I don’t hate the word “emotional” but I’m careful how I use it. The reason is because it’s a word usually associated with weakness, hysteria, and is often assigned to females, implying some out-of-control aspect of their response to a situation. What I’ve also noticed is that the word is sometimes used interchangeably to describe an overreaction even though having an emotional response and overreacting are not the same things. Related, yes, but not the same things. When people learn to restrain or control their emotions, it’s not that they’ve learned not to feel anything but rather they’ve learned to control how they display their responses to particular feelings. This can be a good thing if you’re hot-tempered (like I am) but unhealthy if it means suppressing something that is fundamentally wrong, such as people who work in slaughterhouses and have to basically die a little themselves in order to carry out a very traumatic job day after day. I suppose what I’m saying is that the term “emotional” is one I would use more were it not for some of the stereotypes that accompany it, including how it relates to one’s reaction to animal suffering.
One of the most feeble arguments and excuses used to dismiss or belittle the discussion around farmed animals and their treatment in agriculture today is that the topic of animal rights is considered an “emotional” one, suggesting that because it involves any degree of empathy, compassion, kindness or mercy, then it should be regarded as an issue we shouldn’t take too seriously or spend too much of our valuable human time on. I actually find this to be a fairly common response to matters involving any animals: Yesterday in the news there was a story about a kitten in Vancouver who received prosthetic legs after being rescued from neglect last year and found with both of his rear legs missing. Some of the responses to the story were eye-rollingly predictable: Do we really have the resources to justify this? How about working on some real world problems? And my personal favourite: “All this for a stray cat? That’s a waste of talent that could be used on a child.” As if providing one kitten with a pair of artificial legs automatically precludes a child with missing legs from getting any. I don’t know where we get this idea that because you help an animal, somehow human problems are suddenly being neglected. God forbid one animal’s need dare to threaten or upset our mighty position of importance on the food chain.

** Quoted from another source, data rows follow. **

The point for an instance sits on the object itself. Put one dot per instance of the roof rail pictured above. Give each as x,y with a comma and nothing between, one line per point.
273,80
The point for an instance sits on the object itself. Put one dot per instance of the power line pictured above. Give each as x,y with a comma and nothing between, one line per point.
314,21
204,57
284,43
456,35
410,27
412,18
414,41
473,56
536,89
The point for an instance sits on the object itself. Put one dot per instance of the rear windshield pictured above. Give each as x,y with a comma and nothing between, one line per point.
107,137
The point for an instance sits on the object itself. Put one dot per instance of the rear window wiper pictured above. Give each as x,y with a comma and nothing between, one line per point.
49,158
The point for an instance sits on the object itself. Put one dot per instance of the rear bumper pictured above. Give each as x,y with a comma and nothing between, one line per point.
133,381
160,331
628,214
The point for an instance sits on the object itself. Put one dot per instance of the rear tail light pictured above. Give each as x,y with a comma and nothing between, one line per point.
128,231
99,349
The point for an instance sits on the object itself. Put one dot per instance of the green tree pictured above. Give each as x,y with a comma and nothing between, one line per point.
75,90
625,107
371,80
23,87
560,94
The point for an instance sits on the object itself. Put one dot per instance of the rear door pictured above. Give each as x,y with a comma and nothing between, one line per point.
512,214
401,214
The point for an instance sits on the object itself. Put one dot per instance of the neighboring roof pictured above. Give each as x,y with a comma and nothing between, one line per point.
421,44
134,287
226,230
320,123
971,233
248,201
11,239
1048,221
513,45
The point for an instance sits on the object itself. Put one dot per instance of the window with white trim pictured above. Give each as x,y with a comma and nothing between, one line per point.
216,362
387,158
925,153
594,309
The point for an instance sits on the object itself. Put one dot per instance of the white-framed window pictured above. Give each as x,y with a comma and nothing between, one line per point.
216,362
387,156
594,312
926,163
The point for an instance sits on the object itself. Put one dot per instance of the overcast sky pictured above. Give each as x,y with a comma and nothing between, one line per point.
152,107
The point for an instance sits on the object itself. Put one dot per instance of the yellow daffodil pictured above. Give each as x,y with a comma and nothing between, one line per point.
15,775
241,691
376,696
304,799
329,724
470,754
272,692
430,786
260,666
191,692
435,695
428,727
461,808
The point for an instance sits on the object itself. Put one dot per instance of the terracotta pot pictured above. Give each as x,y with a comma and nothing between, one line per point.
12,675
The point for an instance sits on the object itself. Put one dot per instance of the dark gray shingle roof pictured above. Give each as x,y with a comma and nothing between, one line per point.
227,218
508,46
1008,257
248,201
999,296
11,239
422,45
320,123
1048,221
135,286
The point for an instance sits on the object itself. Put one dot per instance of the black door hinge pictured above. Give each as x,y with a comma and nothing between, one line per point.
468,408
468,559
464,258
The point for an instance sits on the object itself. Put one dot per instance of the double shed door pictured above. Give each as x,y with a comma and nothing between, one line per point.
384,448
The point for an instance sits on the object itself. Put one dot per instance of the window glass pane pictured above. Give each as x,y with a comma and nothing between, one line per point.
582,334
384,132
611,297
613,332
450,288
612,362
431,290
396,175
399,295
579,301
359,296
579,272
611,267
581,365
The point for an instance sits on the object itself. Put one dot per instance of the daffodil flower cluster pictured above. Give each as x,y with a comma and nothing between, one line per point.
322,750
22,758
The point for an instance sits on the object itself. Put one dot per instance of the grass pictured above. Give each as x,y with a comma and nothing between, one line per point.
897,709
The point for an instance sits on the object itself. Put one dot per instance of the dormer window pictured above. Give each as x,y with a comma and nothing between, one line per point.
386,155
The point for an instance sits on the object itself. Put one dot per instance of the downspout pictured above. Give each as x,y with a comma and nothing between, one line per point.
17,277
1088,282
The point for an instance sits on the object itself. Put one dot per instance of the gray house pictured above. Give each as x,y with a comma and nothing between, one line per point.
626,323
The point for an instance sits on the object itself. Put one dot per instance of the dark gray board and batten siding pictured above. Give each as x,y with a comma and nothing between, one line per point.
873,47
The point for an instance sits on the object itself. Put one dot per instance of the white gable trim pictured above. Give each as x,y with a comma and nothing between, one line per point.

Is animal rights an emotional topic? You’re goddamn right it is (see what I did there?) and it takes practice, discipline and emotional maturity to talk about it in a way that will not get overtly personal, petty or destructive. And that goes for whichever position you may hold: animal rights activists regularly get attacked for being too emotional about the issues by people who are reacting with as much emotion that they’re accusing the activists of having! Their feelings on the subjects may be different, but their responses often come from the same level of emotional intensity.
But what I really wanted to address was the emotional response we get from seeing animal cruelty or witnessing animal suffering. The response from most people will either be repugnance, e.g., oh my god, I can’t look or empathy, e.g., oh my god, that is so sad. From the first time I saw undercover footage of animal treatment on a factory farm to the most recent viewing, my emotional reaction was the same: a mixed cocktail of horror, shame, compassion, sadness, anger and indignation. In fact, the reason I still watch undercover videos is to keep those emotions alive on a reactionary level. Head knowledge is great and I’m always reading something on animal rights but because I don’t “see” animal suffering except for the end result in the grocery store, I personally need the visuals once and awhile to help keep their suffering real on an emotional level. Because, I believe, it is the emotional that is key to changing people’s attitude toward animal suffering and what will truly open our eyes to it, especially the animals we’re eating. It’s what keeps me fired up anyway. In fact, for many children, it’s the emotional response they have to animals that connects the dots for them early on, when they make those associations from the whole animals they’ve seen to the ones on their plate, and suddenly the parents find themselves having to rationalize why it’s okay to eat a cow but not the family dog.
Tragically for the animals, emotional responses are not often considered to be logical, reasonable or reliable enough to warrant any consideration to their needs, wants or obvious suffering. As if seeing a bolt gun placed on a pig’s head and the trigger being pulled as they resist and squeal and shriek and foam at the mouth and struggle to break free needs more “science” or hard evidence that they are actually feeling pain and terror. As if seeing a chicken who is fully conscious hung upside down in shackles and run through water that’s been electrified before their throat is slashed shouldn’t give us too much pause simply because what we’re witnessing is daring to make us feel something other than detached indifference.
Emotional responses are key to our experiences as humans. They alert us to when things are wrong and provide us with the capacity for empathy. It is because we feel that we can then imagine how others might in the same situation or how we might feel in theirs. There is no reason that this capacity to experience emotions shouldn’t extend to animals or should only be used to identify with human suffering.
When it comes to animal suffering, there is nothing wrong with an emotional response. When we take the time to watch or read about the barbaric cruelty in which animals live and die every second of every day, we allow the truth of their situation to be revealed. When we see their blood, hear their screams and watch them die, our emotions can provide us with all the raw data we need to tell us what is really going on and why it needs to stop.